Agenda Breakdown: Renewable Energy and Transmission Capacity

By Peter Aronson

Green the Grid is a poetic three words that means a whole lot when it comes to fighting climate change.

Green the Grid means replacing fossil fuels like natural gas and oil, with renewable energy like wind, solar and hydro power. But greening the grid doesn’t stop with power generation; it also means building up transmission capacity.

For 2024, the New York League of Conservation Voters (NYLCV) once again has made greening the grid a top priority. 

“Our ability to mitigate climate change is largely dependent on ambitious action to decarbonize New York’s energy grid within the next decade,” said NYLCV Policy Director Pat McClellan. “And that very much includes building out our transmission capacity so we can deliver all that clean energy to homes and businesses across the state.”

We are pleased that Gov. Kathy Hochul got the new year off to a good start by proposing in her executive budget the Renewable Action Through Project Interconnection and Deployment (RAPID) Act, which would streamline the buildout of transmission infrastructure for a flexible, reliable and clean grid.

While budget negotiations are underway, NYLCV’s policy team is working hard in Albany to ensure the State Senate and Assembly include this measure in their one house budgets. 

[Help our policy team by writing your state representatives to tell them you support the RAPID Act!]

“To address the urgent need to achieve the State’s Climate Leadership and Community Protection Act (CLCPA) targets, build out electric transmission, and improve the interconnection process, Governor Hochul is proposing the RAPID Act,” the administration said in a statement. “The state’s transmission permitting process will now feed into a clear statutory framework that balances transparency and environmental protection with the need for fast decision-making, while continuing to be responsive to community feedback and environmental considerations.”

NYLCV believes placing the Office of Renewable Energy Siting in the Department of Public Service, which the RAPID Act would do, is a wise decision that would create a smarter, more nimble and efficient environmental review and permitting process for major renewable energy and transmission facilities.

NYLCV also supports a sales tax exemption on the sale of battery energy storage systems. These battery systems are critical to meeting our climate goals because, by allowing for the storage of distributed solar energy, they can be used at times of peak electric demand, uneven power generation, and power outages. Many New Yorkers who frequently lose power during storms have invested in diesel-fueled backup generators, which are exempt from sales tax.

“Making it easier for New Yorkers to have reliable backup power is a worthy public policy goal, but there is no reason why New York should encourage the sale of diesel-fueled generators that have large carbon footprints and noxious emission profiles while requiring full sales tax for zero-emission battery storage systems that can do the same job with no negative externalities and have beneficial uses at times other than during power outages,” said McClellan in his testimony before the Joint Environmental Conservation Committee at their budget hearing.

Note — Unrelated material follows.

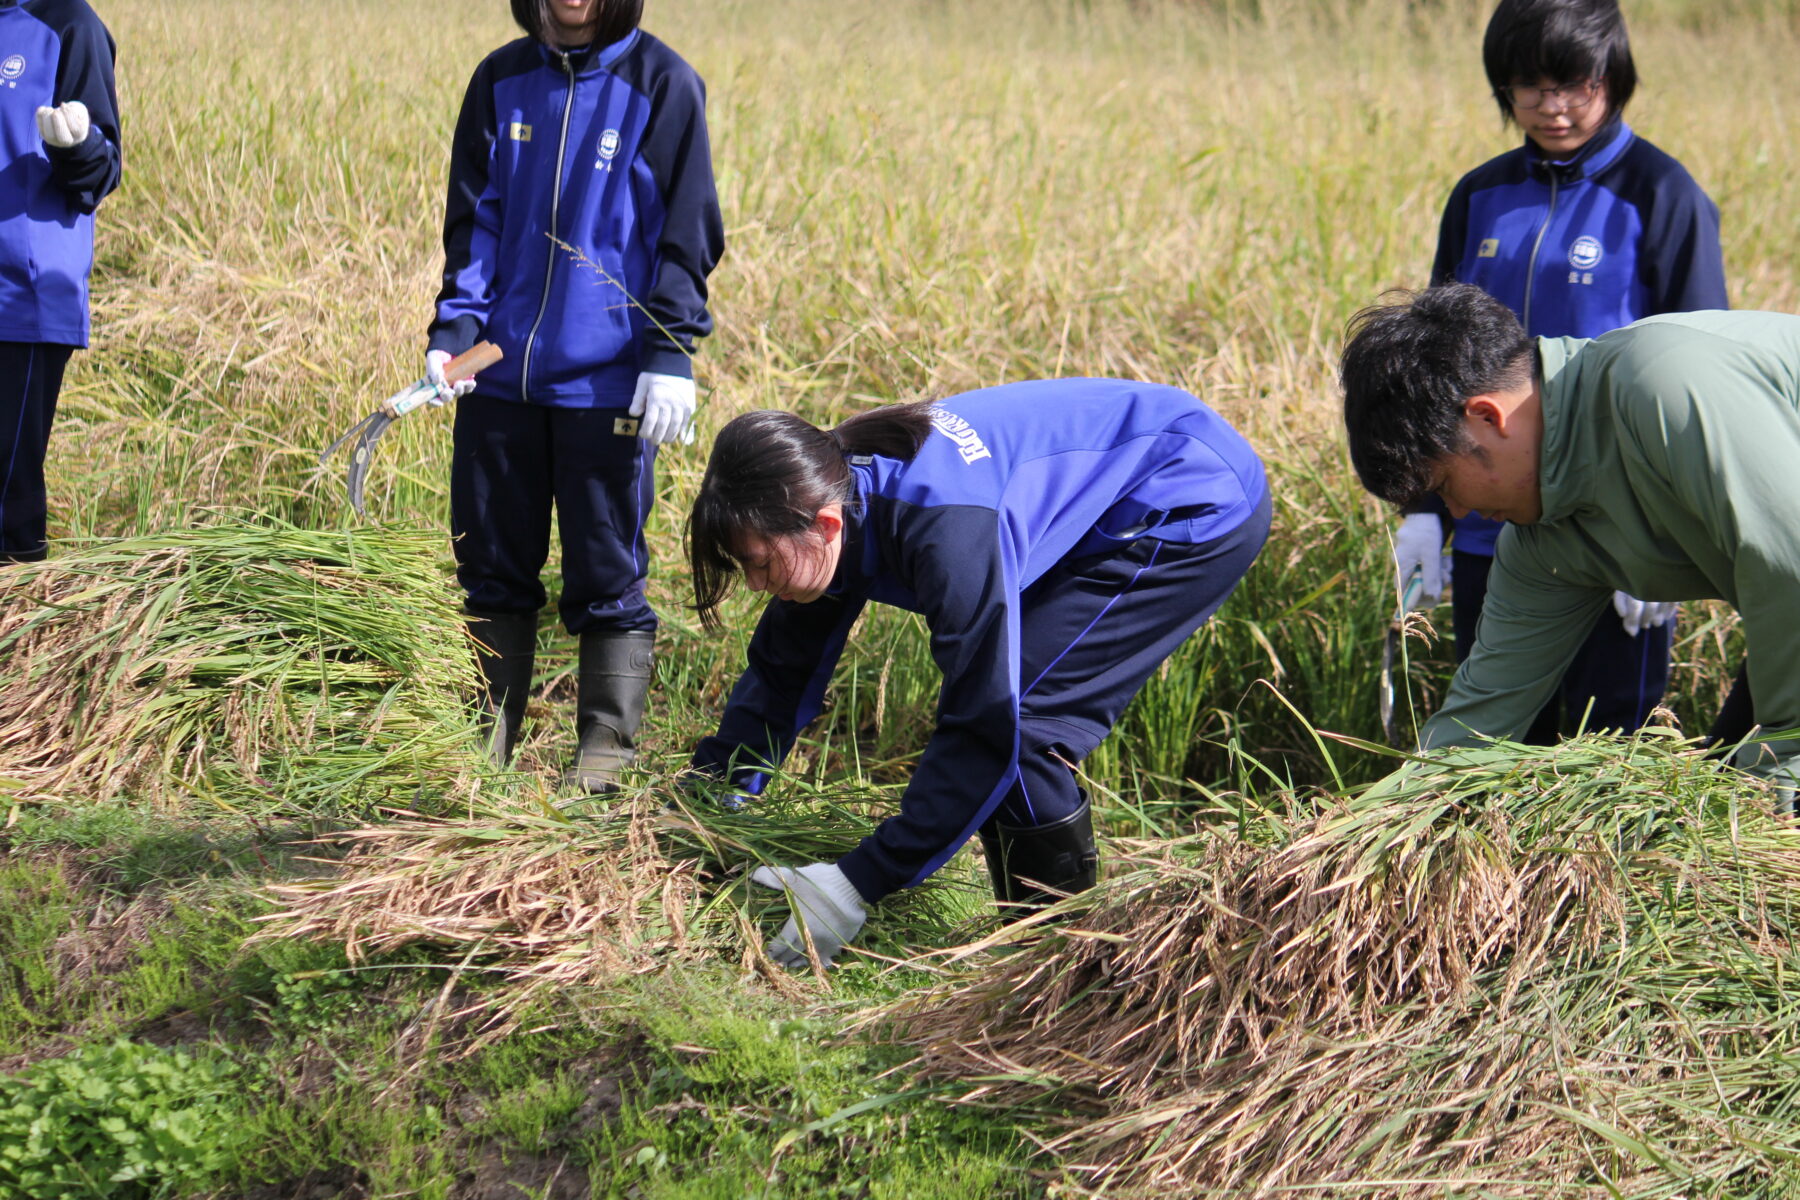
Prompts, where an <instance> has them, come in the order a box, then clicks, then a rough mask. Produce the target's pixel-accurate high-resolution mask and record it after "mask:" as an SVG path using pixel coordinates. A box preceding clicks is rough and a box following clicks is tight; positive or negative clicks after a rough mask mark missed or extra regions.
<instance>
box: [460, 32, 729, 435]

NYLCV supports including legislation to exempt renewable energy project payments in lieu of taxes (PILOTs) from the tax cap calculation, appropriate funds to support outreach, education, and assistance in communities hosting renewable energy projects, and create a process for community solar projects to appeal unreasonable local siting laws to the Office of Renewable Energy Siting (ORES).

“New York is, commendably, increasing the rate at which we build new small- and medium-sized solar farms. However, we are still well short of what is required by the CLCPA,” McClellan told the committee. “These changes would increase the development of community solar and benefit local communities that host renewable energy projects.”

In the coming months, when budget negotiations give way to legislative action by lawmakers, NYLCV will advocate for the state to do everything in its power to meet its ambitious clean energy goals. New York is striving to achieve 70% renewable electricity by 2030 and 100% clean energy by 2040. Reaching these goals is dependent on the timely procurement, responsible siting, permitting and transmission of 9 gigawatts of offshore wind by 2035, while increasing the state’s offshore wind goal to 20 gigawatts by 2050. This 2050 total would power almost eight million New York homes.

[Join us in urging Governor Hochul’s administration to grow New York’s offshore wind energy sector: sign the petition today!]

In addition to adding wind power, NYLCV believes strongly that the state needs to ramp up its use of solar power. We encourage Gov. Hochul and the state legislature to streamline regulations and provide financial incentives for consumers so that the state is able to achieve 10 gigawatts of solar power by 2030. This would provide power for almost four million homes in New York State.

“Solar is essential if the state is going to meet its energy goals,” McClellan said.

Other renewable energy goals for the new year include adding electricity produced by anaerobic digesters to the definition of clean energy pursuant to the state’s climate law. Use of anaerobic digesters turns waste – animal, human and food waste – into biogas that can be used to generate electricity. 

And, finally, a goal we will not bend on in 2024 is to ensure the implementation of environmental justice benchmarks in the CLCPA, to make sure at least 35 to 40 percent of clean energy investments benefit disadvantaged communities. Addressing generations of environmental injustice is not an “also do”; it’s an inextricable component of NYLCV’s Agenda and to the broader climate fight.